パエストゥム (Paestum) は、イタリア南部カンパーニア州サレルノ県カパッチョ=ペストゥムにある古代ギリシア古代ローマ遺跡。 1998年には、ユネスコ世界遺産に登録された。

パエストゥムとはポセイドニア(Poseidonia)が訛ったもので、イタリア読みでは「ペストゥム」が近い。

ポセイドニアは、海の神ポセイドンの町の意味である。紀元前550年ごろゼウス神の伴侶でオリュンピアの女王ヘラのための神殿建築が行なわれた。

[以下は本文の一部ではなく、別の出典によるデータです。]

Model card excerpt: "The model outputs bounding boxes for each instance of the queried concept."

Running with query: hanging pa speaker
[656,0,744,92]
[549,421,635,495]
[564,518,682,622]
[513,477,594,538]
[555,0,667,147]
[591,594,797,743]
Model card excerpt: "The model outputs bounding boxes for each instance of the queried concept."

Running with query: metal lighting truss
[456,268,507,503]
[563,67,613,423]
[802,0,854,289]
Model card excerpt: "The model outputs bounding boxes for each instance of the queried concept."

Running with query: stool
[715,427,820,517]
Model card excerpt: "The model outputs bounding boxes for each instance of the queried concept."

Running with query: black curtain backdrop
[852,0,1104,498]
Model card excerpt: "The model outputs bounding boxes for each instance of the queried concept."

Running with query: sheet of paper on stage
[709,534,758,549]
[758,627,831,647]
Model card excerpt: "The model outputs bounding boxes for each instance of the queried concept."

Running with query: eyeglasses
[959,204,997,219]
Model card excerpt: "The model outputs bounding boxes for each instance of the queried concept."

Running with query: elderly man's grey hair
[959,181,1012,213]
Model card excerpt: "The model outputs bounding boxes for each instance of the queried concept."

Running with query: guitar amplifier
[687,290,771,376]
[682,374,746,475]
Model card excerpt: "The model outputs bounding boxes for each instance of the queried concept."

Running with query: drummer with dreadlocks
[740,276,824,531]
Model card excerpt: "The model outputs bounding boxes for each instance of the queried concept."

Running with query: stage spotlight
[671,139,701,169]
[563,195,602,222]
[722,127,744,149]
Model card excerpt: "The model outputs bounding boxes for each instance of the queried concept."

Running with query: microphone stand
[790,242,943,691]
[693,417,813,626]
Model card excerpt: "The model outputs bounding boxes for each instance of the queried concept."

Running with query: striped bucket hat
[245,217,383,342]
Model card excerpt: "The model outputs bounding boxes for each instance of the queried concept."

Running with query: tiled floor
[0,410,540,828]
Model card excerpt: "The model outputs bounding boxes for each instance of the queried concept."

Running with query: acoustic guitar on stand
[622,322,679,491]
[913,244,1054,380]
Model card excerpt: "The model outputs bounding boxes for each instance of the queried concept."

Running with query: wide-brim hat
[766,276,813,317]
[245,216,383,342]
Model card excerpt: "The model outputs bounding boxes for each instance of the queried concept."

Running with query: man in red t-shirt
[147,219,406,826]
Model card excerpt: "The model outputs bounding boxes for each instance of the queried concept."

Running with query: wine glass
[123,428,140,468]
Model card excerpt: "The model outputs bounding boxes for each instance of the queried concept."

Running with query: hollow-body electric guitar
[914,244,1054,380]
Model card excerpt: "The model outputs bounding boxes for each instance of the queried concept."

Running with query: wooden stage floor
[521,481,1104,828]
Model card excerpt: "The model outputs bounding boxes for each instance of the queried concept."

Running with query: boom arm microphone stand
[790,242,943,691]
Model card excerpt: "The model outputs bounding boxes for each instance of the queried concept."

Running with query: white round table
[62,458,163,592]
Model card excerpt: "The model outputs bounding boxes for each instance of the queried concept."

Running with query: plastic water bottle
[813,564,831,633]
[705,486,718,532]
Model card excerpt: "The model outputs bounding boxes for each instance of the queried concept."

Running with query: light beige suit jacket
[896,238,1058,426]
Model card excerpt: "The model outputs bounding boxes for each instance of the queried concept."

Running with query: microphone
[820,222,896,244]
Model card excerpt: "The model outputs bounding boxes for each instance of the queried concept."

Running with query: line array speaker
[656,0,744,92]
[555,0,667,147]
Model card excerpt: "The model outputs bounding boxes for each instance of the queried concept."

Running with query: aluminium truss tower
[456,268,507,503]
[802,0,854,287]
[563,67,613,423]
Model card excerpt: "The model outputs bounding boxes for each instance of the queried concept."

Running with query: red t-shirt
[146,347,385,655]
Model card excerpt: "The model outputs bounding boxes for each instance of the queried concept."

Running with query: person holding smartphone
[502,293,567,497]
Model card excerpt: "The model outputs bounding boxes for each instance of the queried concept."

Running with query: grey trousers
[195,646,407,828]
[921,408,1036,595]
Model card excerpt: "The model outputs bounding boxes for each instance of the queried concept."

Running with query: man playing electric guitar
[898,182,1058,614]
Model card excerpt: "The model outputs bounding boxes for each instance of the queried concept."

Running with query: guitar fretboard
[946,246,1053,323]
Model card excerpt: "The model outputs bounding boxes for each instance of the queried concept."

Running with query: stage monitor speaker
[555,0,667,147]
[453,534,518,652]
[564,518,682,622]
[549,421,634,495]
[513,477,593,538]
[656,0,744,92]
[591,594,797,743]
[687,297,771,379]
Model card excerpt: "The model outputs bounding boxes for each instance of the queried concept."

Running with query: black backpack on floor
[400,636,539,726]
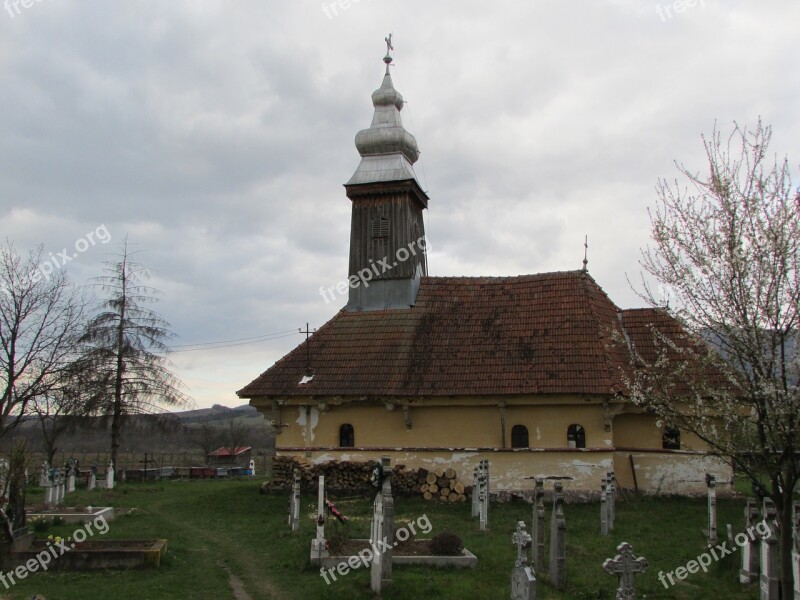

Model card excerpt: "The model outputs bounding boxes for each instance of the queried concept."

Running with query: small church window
[511,425,528,448]
[661,425,681,450]
[372,217,389,238]
[567,423,586,448]
[339,423,356,448]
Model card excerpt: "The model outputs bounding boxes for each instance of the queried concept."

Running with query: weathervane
[583,235,589,273]
[383,33,394,74]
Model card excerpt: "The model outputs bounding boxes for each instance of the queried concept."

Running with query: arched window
[339,423,356,448]
[511,425,528,448]
[661,425,681,450]
[567,423,586,448]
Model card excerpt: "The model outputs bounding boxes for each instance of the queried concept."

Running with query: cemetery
[0,458,778,600]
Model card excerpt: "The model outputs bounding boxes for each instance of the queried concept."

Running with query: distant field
[0,478,758,600]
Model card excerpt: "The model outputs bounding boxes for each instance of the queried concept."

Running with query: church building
[237,45,731,493]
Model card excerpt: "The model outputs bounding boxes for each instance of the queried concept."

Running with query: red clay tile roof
[237,271,660,398]
[621,308,734,395]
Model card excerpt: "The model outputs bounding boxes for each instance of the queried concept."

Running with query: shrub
[430,531,464,556]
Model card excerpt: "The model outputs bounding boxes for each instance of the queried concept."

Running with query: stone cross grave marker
[550,481,567,590]
[289,469,300,531]
[472,461,483,517]
[44,469,58,508]
[370,477,394,595]
[311,475,328,560]
[606,471,617,533]
[106,461,114,490]
[603,542,647,600]
[381,456,395,585]
[478,471,489,531]
[792,502,800,600]
[483,460,491,524]
[759,498,781,600]
[600,478,608,535]
[705,474,718,544]
[739,498,758,584]
[511,521,536,600]
[531,477,545,573]
[66,465,75,494]
[55,469,64,506]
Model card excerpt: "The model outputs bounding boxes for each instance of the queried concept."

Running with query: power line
[170,329,298,353]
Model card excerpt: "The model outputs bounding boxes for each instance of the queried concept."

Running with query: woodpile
[265,456,470,502]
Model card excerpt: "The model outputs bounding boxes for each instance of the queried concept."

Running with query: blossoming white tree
[633,120,800,598]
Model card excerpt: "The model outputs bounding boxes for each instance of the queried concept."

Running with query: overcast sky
[0,0,800,407]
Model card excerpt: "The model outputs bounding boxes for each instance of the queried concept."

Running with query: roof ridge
[581,271,624,392]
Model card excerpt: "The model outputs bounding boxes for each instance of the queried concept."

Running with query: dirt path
[217,563,253,600]
[147,494,287,600]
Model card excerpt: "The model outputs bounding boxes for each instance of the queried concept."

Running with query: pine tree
[82,239,191,467]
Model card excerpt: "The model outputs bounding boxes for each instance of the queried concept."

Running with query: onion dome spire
[347,34,419,185]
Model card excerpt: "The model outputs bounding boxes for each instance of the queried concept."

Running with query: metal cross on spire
[383,33,394,75]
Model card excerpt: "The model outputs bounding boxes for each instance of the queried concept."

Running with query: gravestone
[66,467,75,494]
[472,461,483,517]
[311,475,328,560]
[370,477,394,595]
[511,521,536,600]
[106,461,114,490]
[705,474,718,544]
[483,460,491,525]
[478,471,489,531]
[550,481,567,590]
[289,469,300,531]
[739,498,759,584]
[381,456,395,585]
[759,498,781,600]
[603,542,647,600]
[531,477,545,573]
[792,502,800,600]
[606,471,617,533]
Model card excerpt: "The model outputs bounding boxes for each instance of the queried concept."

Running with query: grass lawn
[0,480,758,600]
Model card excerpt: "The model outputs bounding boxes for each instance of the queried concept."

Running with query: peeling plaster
[295,406,319,446]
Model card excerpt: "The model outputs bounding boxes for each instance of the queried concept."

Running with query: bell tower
[345,35,428,311]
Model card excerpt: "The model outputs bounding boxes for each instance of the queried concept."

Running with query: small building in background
[207,446,252,469]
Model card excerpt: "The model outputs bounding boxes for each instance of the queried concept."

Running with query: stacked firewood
[265,456,469,502]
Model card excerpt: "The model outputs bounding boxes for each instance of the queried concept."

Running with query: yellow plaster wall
[290,450,614,492]
[614,452,733,494]
[266,400,612,448]
[613,413,707,451]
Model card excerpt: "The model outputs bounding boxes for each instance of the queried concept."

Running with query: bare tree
[0,241,86,437]
[634,120,800,598]
[82,239,191,472]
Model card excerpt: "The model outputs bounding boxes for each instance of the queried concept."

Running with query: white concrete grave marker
[511,521,536,600]
[603,542,647,600]
[759,498,781,600]
[311,475,328,560]
[531,477,545,573]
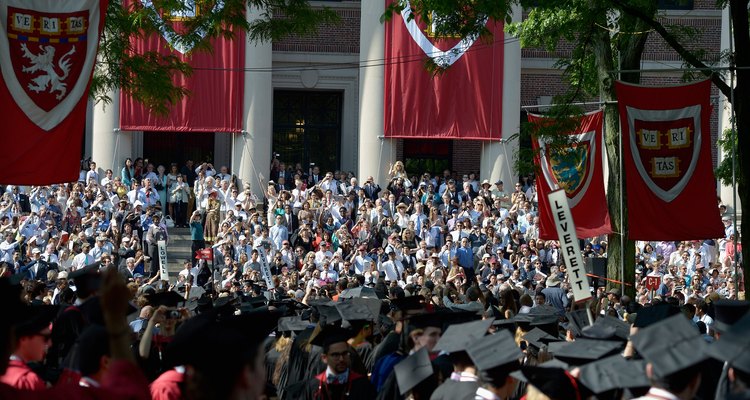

このヘラ神殿は古典的周柱式神殿のひとつである。その100年後ぐらいに町の主神ポセイドンのための神殿が建てられた。

ポセイドニアの発掘調査で出土したケイロンの石柱は古代ギリシア美術では見られないほど粗削りで古風である。この石柱は香を焚いたり、捧げものを焼いたりする台またはその一部分であったと考えられる。

イタリアのサレルノ湾の南端に、のちになってローマ時代にパエストゥムと呼ばれるようになるポセイドニアのギリシャ植民都市の遺構がたっている。この町平面は直交格子によって構成ており、この格子の中央の大きな長方形の中に、アゴラといくつかの聖域とがあった。例外的なほど保存のよい三つのドリス式神殿が今でもたっている。南の方は土地が低く、そこにへーラー女神に捧げられた二つの建物が同じ方向を向いてたがいに接近しておかれている。土地が高まっている北方にはアテーナー女神に捧げられた神殿がある諸神殿の方向は都市の格子と平行でない。スカリは二つのへーラー神殿の方向のわずかなずれを海岸平野の東にある錐状をなす険しい丘に合わせたのであると、たくみに分析している。彼は二つの神殿がどのように「聖なる景観に向かって特別なパースペクティヴを創造している」かを示し、「しかしこのように、へーラーの諸神殿はこの都市の、大地および女神との結合を祝おうとしたのである」とのべている。他方、アテーナー神殿は景観の上方にたち上がっている。そして町に近づく船から見ると、もっとも高い所にあってもっとも顕著に上方を志向しているアテーナー神殿は、ほかの諸神殿以上に山なみに対抗し、この都市が、、、このポリスが、暗黒の諸力に満ち諸法則で限られた自然界の恐怖から人々を解放する手助けをしたのであろうという事実を言明している。